Got a little behind here, but here are the dreams I've had the past few days.

06.01.2010Military in school (Non-lucid)

NON-DREAM DREAM LUCID

So I was in the office of school, and there was a door in the back that doesn't exist there in real life, and behind it was a set of stairs that led to the "basement" that also doesn't exist there. Down there was a strange room that was dimly lit with yellow bulbs on the ceiling. I was just sitting in the office for some reason, and two teachers beside me start making out(girl and boy), the girl teacher was pretty hot. So anyways, my teacher Mr. Baldwin came in and completely ignored them, and told me to get down into the basement. I got up and went down there and found my friend Ben sitting at a table with my friend Brandon. I just went right over there, we talked about something. Later I got up and found a room where a concert was being preformed for a small crowd of little kids. Inside the room it was all dark and flashing red, green, and yellow lights were all over the place. It was really strange. I don't remember much else.

08.01.2010Parasites (Non-lucid)

NON-DREAM DREAM LUCID

In real life for the past couple of days, I've had a stomach virus. It's gone now. I went to the doctor, and they had to press on my stomach. In the dream, they pressed on my stomach for a whole other reason.

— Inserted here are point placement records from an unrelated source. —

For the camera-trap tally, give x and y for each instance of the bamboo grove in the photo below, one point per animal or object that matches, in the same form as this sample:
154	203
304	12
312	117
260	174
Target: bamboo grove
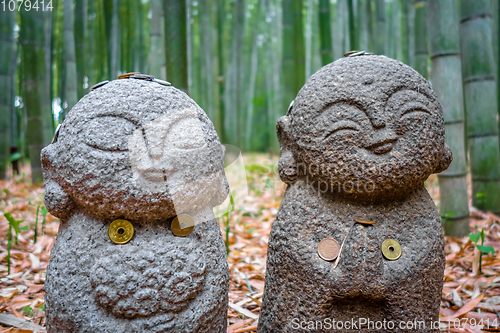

I was at the doctors, and she came in and layed me down on the table. She asked to pull up my shirt so she could see my stomach. She pressed on my stomach and one certain area felt really weird when she pressed there. Eventually, she mumbled something about infection and said later, "You have a Giardia Infection right here." The night before I read about this. lol what a retarded dream.


09.01.2010"Giants are waking me up!" (Non-lucid)

NON-DREAM DREAM LUCID

For some retarded reason, I had to sleep outside of my dad's house, on the ground, in the grass, by his trees. I was looking up at the sky and I noticed a billion stars and the milky way, impossible, I live in the city. I can see that on my farm, but not here. I also noticed it was the summer sky, with the galactic core and everything. There was a small map of the milky way in the sky just sitting there, then I had a false awakening, I was in the same exact place, and it was nighttime and the milky way and everything was still there, but I noticed giants around me. I screamed and said, "Giants keep waking me up!" It was really retarded. It made no sense.

09.01.2010What? (Non-lucid)

NON-DREAM DREAM LUCID

So I was in a place that looked like the place I went to for the Astronomy Party back in 2008. Except my whole grade was there. We were lined up doing something, i don't remember what though. So I was next to the girl I like from school, and she was helping me do things, I dropped a CD somewhere, or something, and she found it for me and gave it to me. I said thank you and we just continued to stand next to each other. Later, we were sitting at a table, and she was sitting at the seat behind me, at one point I felt her leg rub against my leg, and I thought, "Whoa hell yeah..."  A girl that used to go to my school earlier this year was sitting next to me named Kristy, the girl I like whispered something in my ear and I laughed, and Kristy said, "Did you just say something about me?", she said, "No of course not, I like you, you are my friend." Then Kristy said, "Oh okay..." Then about 5 seconds later the girl I like said, "NOT! I hate you, you like to eat vagina!" I remember thinking to myself, "Hell yeah I'd like to eat your vagina." lol that's all I remember though.

----------


## TristanPetroskey

14.01.2010Scaled (Non-lucid)



NON-DREAM DREAM LUCID

Holy hell shit, my dream recall has been fucking AWFUL lately. I think its starting to get better now though.

So I was playing my digital piano(the one I have in real life), and I was wondering if the keys were scaled on it. So I pressed the very last C key, and the lowest A key, and tried to feel a difference(I did this in real life, the difference is barely noticable). In the dream though, the difference was very clear. The lowest A was really hard to push down and had a lot of resistance(nothing like it in real life), and the very top C key barely even felt like it was a weighted key. I tried to play a song and notice the scaled keys while playing it. I played the Tetris theme and I really noticed it. I didn't notice anything when I tried this in real life. I also have to note that the keys looked like they were made of ivory, and felt like it. I wish. I damn wish.

----------


## TristanPetroskey

Finally another lucid dream. After a half a month.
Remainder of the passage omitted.